Menperin: Harga Gas Turun Bakal Berdampak Positif ke Ekonomi RI

pada 2015, penggunaan gas bumi untuk sektor industri mencapai 2.280 million metric standard cubic feet per day (MMscfd).

oleh Septian Deny diperbarui 22 Sep 2016, 16:42 WIB
Diterbitkan 22 Sep 2016, 16:42 WIB
Airlangga Hartarto
Airlangga Hartarto

Liputan6.com, Jakarta Menteri Perindustrian (Menperin) Airlangga Hartarto menyatakan penurunan harga gas bagi industri menjadi langkah awal untuk memperoleh efek berganda (multiplier effect) yang berpengaruh positif kepada perekonomian nasional.

Efek berganda tersebut, diantaranya mendorong pertumbuhan industri, peningkatan serapan tenaga kerja, dan penghematan devisa.

‎Hal ini disampaikan Menperin saat membuka Focus Group Discussion (FGD) dengan tema Efek Berganda dari Penurunan Harga Gas Industri dan Dampaknya Bagi Perekonomian Nasional di Kantor Kementerian Perindustrian.

"Sektor industri prioritas dapat tumbuh maksimal dan mendukung berkembangnya sektor yang berpotensi sebagai substitusi impor, seperti industri polyethylene dan polypropylene di sektor kimia," ujar dia dalam keterangan tertulis di Jakarta, Kamis (22/9/2016).

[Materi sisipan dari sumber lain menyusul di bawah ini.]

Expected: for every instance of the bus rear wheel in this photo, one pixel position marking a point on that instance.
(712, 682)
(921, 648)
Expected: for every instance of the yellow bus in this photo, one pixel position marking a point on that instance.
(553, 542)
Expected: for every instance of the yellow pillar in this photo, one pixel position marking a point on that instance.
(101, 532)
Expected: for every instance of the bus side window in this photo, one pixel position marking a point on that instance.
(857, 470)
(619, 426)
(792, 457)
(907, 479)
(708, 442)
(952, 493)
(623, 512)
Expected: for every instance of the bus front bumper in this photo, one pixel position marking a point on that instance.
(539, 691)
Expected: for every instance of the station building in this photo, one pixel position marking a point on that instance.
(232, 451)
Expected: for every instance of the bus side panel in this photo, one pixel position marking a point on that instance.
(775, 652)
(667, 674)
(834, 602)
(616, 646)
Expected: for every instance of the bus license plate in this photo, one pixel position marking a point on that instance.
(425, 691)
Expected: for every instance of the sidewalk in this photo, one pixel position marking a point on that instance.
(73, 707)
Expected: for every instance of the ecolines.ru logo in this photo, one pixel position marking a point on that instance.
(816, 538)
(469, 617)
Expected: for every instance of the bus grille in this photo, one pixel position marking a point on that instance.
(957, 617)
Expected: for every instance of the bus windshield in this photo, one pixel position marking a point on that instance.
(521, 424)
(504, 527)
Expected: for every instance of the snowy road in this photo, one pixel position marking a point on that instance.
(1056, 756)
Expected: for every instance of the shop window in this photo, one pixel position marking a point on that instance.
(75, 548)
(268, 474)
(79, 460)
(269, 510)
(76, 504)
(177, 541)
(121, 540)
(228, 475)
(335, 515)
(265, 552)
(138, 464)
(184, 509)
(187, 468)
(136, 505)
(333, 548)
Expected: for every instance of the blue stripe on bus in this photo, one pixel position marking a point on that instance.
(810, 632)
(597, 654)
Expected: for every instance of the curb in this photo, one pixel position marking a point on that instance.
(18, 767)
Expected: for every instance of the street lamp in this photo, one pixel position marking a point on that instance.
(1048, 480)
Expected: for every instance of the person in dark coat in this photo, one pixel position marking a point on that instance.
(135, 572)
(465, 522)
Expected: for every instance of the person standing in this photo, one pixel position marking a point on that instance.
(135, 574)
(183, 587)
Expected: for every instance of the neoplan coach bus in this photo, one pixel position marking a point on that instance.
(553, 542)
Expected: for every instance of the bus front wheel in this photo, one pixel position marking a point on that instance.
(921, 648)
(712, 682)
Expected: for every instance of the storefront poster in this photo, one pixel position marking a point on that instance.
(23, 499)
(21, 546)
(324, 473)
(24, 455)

Dia menjelaskan, pada 2015, penggunaan gas bumi untuk sektor industri mencapai 2.280 million metric standard cubic feet per day (MMscfd). Adapun pembagiannya, yakni untuk bahan baku industri pupuk dan petrokimia sebesar 1.086 MMscfd, untuk kontak langsung dengan produk di industri keramik, kaca, dan semen sebanyak 337 MMscfd, serta sebagai energi untuk industri lain sebesar 857 MMscfd.

‎Namun sayangnya hingga saat ini harga gas industri di Indonesia jauh lebih tinggi dibandingkan dengan negara tetangga ASEAN. Sebagai contoh, harga gas di Singapura sekitar US$ 4-US$ 5 per MMBTU, Malaysia hanya US$ 4,47 per MMBTU dan Vietnam seebesar US$ 7,5 per MMBTU.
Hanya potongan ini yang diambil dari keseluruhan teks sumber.